This article is for investors who would like to improve their understanding of price to earnings ratios (P/E ratios). We’ll look at Viking Line ABP’s (HEL:VIK1V) P/E ratio and reflect on what it tells us about the company’s share price. Based on the last twelve months, Viking Line ABP’s P/E ratio is 31.37. That is equivalent to an earnings yield of about 3.2%.
How Do I Calculate A Price To Earnings Ratio?
The formula for P/E is:
Price to Earnings Ratio = Price per Share ÷ Earnings per Share (EPS)
Or for Viking Line ABP:
P/E of 31.37 = €16 ÷ €0.51 (Based on the trailing twelve months to December 2018.)
Is A High Price-to-Earnings Ratio Good?
A higher P/E ratio means that buyers have to pay a higher price for each €1 the company has earned over the last year. That isn’t necessarily good or bad, but a high P/E implies relatively high expectations of what a company can achieve in the future.
How Growth Rates Impact P/E Ratios
When earnings fall, the ‘E’ decreases, over time. That means unless the share price falls, the P/E will increase in a few years. A higher P/E should indicate the stock is expensive relative to others — and that may encourage shareholders to sell.
Viking Line ABP increased earnings per share by 3.9% last year. In contrast, EPS has decreased by 35%, annually, over 5 years.

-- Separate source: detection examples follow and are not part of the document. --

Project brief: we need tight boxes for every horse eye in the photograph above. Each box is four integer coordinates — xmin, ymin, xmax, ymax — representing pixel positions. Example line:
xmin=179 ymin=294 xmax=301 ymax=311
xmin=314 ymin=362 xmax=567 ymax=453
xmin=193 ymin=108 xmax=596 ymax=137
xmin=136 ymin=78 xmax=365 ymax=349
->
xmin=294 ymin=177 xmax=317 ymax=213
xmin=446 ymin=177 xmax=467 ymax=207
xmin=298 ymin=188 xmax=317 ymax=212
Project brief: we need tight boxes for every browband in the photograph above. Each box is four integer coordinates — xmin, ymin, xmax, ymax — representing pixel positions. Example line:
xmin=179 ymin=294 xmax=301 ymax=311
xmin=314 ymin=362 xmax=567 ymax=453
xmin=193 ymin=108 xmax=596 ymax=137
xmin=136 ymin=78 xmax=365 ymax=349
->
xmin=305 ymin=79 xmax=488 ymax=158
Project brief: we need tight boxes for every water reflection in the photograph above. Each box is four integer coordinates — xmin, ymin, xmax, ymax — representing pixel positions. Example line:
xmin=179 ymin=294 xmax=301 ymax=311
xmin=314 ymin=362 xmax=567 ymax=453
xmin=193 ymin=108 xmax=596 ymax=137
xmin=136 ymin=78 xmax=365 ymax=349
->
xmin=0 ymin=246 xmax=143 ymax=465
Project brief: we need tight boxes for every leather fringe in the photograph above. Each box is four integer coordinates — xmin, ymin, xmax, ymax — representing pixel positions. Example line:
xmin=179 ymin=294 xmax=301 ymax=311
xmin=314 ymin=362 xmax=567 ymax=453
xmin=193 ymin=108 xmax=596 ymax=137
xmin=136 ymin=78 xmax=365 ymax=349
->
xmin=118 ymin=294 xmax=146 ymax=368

How Does Viking Line ABP’s P/E Ratio Compare To Its Peers?
The P/E ratio indicates whether the market has higher or lower expectations of a company. The image below shows that Viking Line ABP has a higher P/E than the average (18.6) P/E for companies in the hospitality industry.
That means that the market expects Viking Line ABP will outperform other companies in its industry. Clearly the market expects growth, but it isn’t guaranteed. So investors should delve deeper. I like to check if company insiders have been buying or selling.
A Limitation: P/E Ratios Ignore Debt and Cash In The Bank
It’s important to note that the P/E ratio considers the market capitalization, not the enterprise value. That means it doesn’t take debt or cash into account. In theory, a company can lower its future P/E ratio by using cash or debt to invest in growth.
Such expenditure might be good or bad, in the long term, but the point here is that the balance sheet is not reflected by this ratio.
Viking Line ABP’s Balance Sheet
Net debt totals 38% of Viking Line ABP’s market cap. This is enough debt that you’d have to make some adjustments before using the P/E ratio to compare it to a company with net cash.
The Bottom Line On Viking Line ABP’s P/E Ratio
Viking Line ABP has a P/E of 31.4. That’s higher than the average in the FI market, which is 18.1. With debt at prudent levels and improving earnings, it’s fair to say the market expects steady progress in the future.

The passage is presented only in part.